Pediatricians typically recommend that weaning from a baby bottle occurs between the ages of 12 and 15 months, but it is all right if it has not happened by then. Recommendations are just that, and you are absolutely NOT the only parent with a child older than one year still drinking from a baby bottle. Think of it this way, if your wee one is using a cup to drink some of the time, you have already accomplished one of the most difficult parts of weaning. If your toddler is still taking a bottle to bed, just make sure it contains only water, so those new pearly whites stay healthy.
Cold Turkey is for sandwiches... To stop the bottle, a gradual, tapering weaning schedule is best. Any sudden or drastic change is extremely difficult for babies of this age. That is not to say that this will necessarily be easy. So, over several weeks, decrease the bottles you offer, replacing them with a combination of cups of milk and snacks, until the bottle is phased out entirely.
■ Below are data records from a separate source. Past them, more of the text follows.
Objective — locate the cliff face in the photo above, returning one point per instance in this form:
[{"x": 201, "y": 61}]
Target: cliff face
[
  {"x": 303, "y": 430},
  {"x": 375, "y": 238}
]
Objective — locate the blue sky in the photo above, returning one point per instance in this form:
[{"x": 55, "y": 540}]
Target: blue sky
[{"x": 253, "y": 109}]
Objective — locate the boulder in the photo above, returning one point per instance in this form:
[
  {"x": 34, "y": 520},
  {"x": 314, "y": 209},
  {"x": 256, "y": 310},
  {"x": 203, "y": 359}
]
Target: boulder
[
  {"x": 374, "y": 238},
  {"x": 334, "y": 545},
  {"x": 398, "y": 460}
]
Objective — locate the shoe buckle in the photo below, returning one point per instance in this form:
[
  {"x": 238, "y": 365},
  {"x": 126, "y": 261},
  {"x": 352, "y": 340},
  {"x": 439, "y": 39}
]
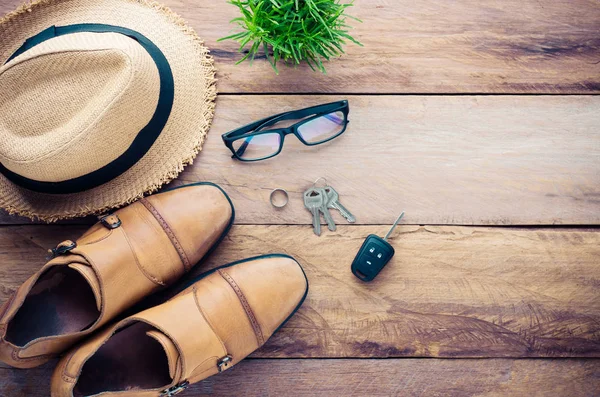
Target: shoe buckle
[
  {"x": 174, "y": 390},
  {"x": 61, "y": 249},
  {"x": 224, "y": 362},
  {"x": 110, "y": 221}
]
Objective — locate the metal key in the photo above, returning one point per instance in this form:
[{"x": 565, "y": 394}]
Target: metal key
[
  {"x": 313, "y": 201},
  {"x": 334, "y": 202},
  {"x": 325, "y": 209}
]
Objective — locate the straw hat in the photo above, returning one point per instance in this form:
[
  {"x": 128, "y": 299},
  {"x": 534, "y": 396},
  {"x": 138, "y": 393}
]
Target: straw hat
[{"x": 101, "y": 101}]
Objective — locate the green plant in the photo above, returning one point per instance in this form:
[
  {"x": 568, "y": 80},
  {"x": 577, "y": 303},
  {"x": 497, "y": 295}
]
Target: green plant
[{"x": 293, "y": 30}]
When the moment arrives that the bottle has gone "bye-bye," a little compassion and gentle understanding go a long way. This is a trying time for your youngster and you. For sanity's sake, it is certainly okay to temporarily keep expectations for behavior in the moderate-to-low range! All the cuddling and special quiet time that has gone hand in hand with bottle-feeding should continue. Your baby will still associate one with the other for a time, which will probably cause some temporary confusion and frustration. But that all-important snuggly closeness shouldn't stop merely because bottle-feeding has. Plan a few outings during this transitional period to take his mind off things, like a trip to the store to pick out a brand
Chances are, your baby will not roll into the new regimen without at least some protest. So, don't be surprised if he refuses to drink milk from a cup for several days; there is no need to get discouraged. Your baby will adapt. In a wink, he'll be drinking exclusively from a cup like a pro.
A word on transitions...
There is no one like your baby. Every child is a unique and wonderfully complex little individual, and so develops in his or her own custom-designed way. All topics discussed here should be considered as opinion only. Always seek help directly from your own doctor, for any health concerns or questions.